To keep the pressure resistant outer steel cylinder at lower temperatures 230 °C, the gasifier chamber has either a thick refractory liner suited for low ash materials or a cooled membrane wall with a castable inner SiC liner for high ash materials. The membrane wall is a gastight cylinder containment of pipes, cooled with pressurized water at ca. 250 °C. An amount of at least 1 % ash with a suitable melting point is required in the feed to produce a protective ca. 1 cm thick slag layer at the inner wall, to achieve sufficient thermal insulation and protection against corrosion. An acceptable heat loss through the membrane wall is between 0.1-0.2 MW/m2 and depends on the gasification temperature and the ash/slag composition and viscosity characteristics. This heat loss is the reason why only large gasifiers with 100-1000 MW capacity have a sufficiently low specific cooling screen surface area to keep the heat loss in a reasonable range of few percent down to ca. 1%.

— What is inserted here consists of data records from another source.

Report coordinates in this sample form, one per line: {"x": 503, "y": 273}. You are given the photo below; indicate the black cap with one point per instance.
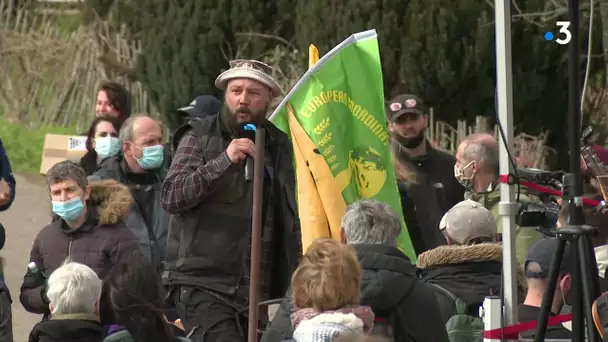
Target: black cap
{"x": 201, "y": 106}
{"x": 404, "y": 104}
{"x": 541, "y": 255}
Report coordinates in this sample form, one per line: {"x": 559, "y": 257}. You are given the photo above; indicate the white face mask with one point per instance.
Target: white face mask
{"x": 466, "y": 182}
{"x": 107, "y": 147}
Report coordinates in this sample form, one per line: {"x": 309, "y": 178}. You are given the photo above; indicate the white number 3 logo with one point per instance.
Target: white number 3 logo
{"x": 563, "y": 29}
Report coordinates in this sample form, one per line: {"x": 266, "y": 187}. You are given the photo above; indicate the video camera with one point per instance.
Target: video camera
{"x": 546, "y": 213}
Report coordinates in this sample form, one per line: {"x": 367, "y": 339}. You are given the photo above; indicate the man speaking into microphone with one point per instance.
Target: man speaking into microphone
{"x": 209, "y": 195}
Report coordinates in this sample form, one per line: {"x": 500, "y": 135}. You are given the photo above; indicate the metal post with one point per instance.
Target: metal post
{"x": 256, "y": 234}
{"x": 576, "y": 187}
{"x": 507, "y": 207}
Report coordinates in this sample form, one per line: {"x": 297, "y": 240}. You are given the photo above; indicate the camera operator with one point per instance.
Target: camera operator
{"x": 7, "y": 181}
{"x": 7, "y": 195}
{"x": 595, "y": 218}
{"x": 476, "y": 169}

The first commercial 130 MW GSP gasifier has been operated since 1978 in the Schwarze Pumpe facilities, East Germany, for almost 20 years without serious trouble and with many different feeds, mainly pulverized fuels fed pneumatically via lock hoppers.

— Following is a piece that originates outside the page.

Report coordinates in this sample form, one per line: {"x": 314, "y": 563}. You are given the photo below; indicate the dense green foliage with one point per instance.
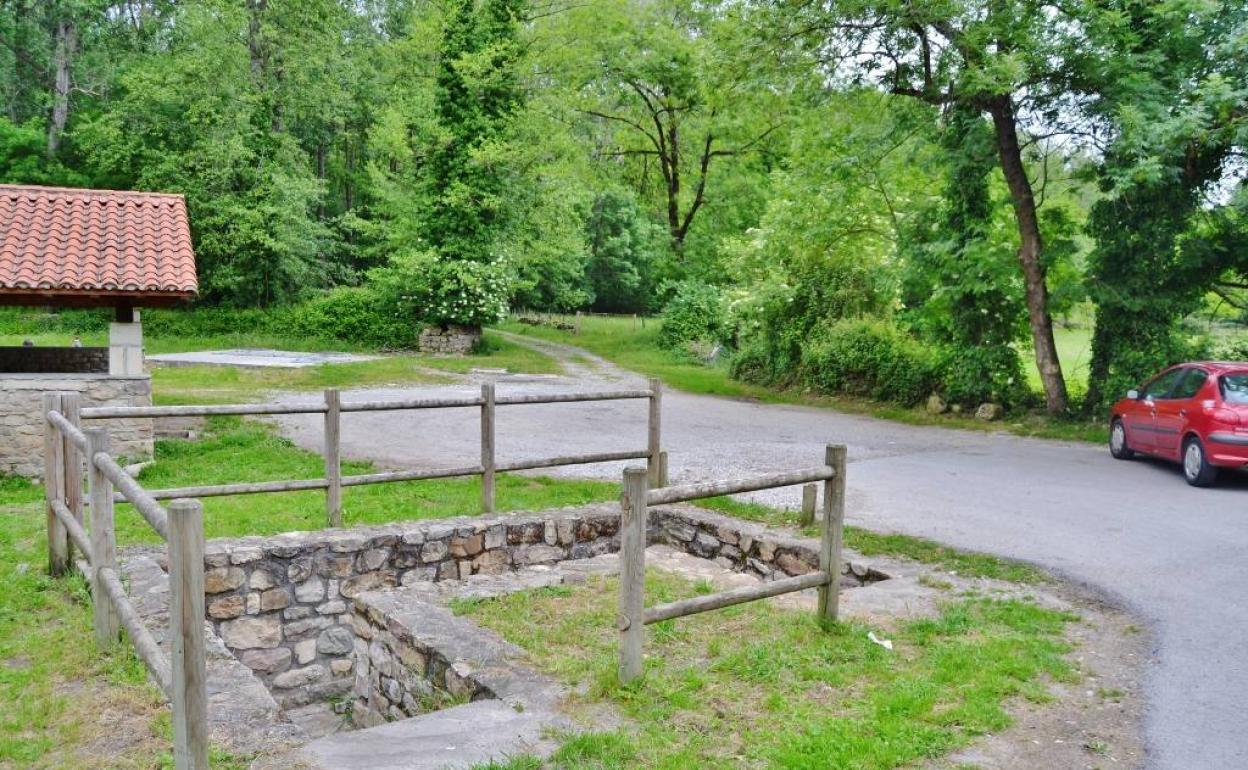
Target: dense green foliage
{"x": 952, "y": 177}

For a few years a number of 500 MW Siemens PEF gasifiers are now in operation in China for different applications, mainly power and chemicals generation from coal. Development work for a huge almost ca. 1 GW PEF gasifier with ca. 4+ m diameter is almost ready.


Example 4: Mitsubishi Heavy Industry (MHI) [24]:

The MHI process is a 2-stage, air-blown (slightly O2 enriched) PEF gasifier, divided into a lower combustion section and an upper reducing section without O2. About half of the pulverized coal and all O2 are fed to the combustor section. At a very high temperature of ca. 1700 °C the ash melts without any flux addition and a slag/water slurry is removed at the gasifier bottom with a lock hopper system.

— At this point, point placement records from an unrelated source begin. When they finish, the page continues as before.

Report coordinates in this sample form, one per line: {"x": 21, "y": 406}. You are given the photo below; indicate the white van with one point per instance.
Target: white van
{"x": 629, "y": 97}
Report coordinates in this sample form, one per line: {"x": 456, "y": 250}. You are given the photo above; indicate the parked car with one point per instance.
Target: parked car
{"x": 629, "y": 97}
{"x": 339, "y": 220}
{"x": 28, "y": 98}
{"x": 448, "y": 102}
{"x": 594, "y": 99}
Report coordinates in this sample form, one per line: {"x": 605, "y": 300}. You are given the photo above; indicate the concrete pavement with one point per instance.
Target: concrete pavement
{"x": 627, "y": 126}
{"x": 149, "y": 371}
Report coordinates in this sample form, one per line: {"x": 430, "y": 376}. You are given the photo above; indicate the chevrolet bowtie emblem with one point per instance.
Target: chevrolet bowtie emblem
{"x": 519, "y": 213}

The other half of the coal powder is added without oxygen into the reducing gasifier section; the majority is gasified in endothermal reactions; the upflowing syngas leaves the 2nd stage at 700 °C with non-sticky ash particles. Unconverted coal dust is recovered in a cyclone and a successive candle filter and recycled to the first high temperature stage; a carbon conversion > 99.8 % has been achieved. The two-stage concept with chemical quenching to a low syngas exit temperature improves the gasification efficiency at the expense of some technical complexity.

Example 5: ConocoPhillips E-Gas process (developed by Dow, formerly Destec)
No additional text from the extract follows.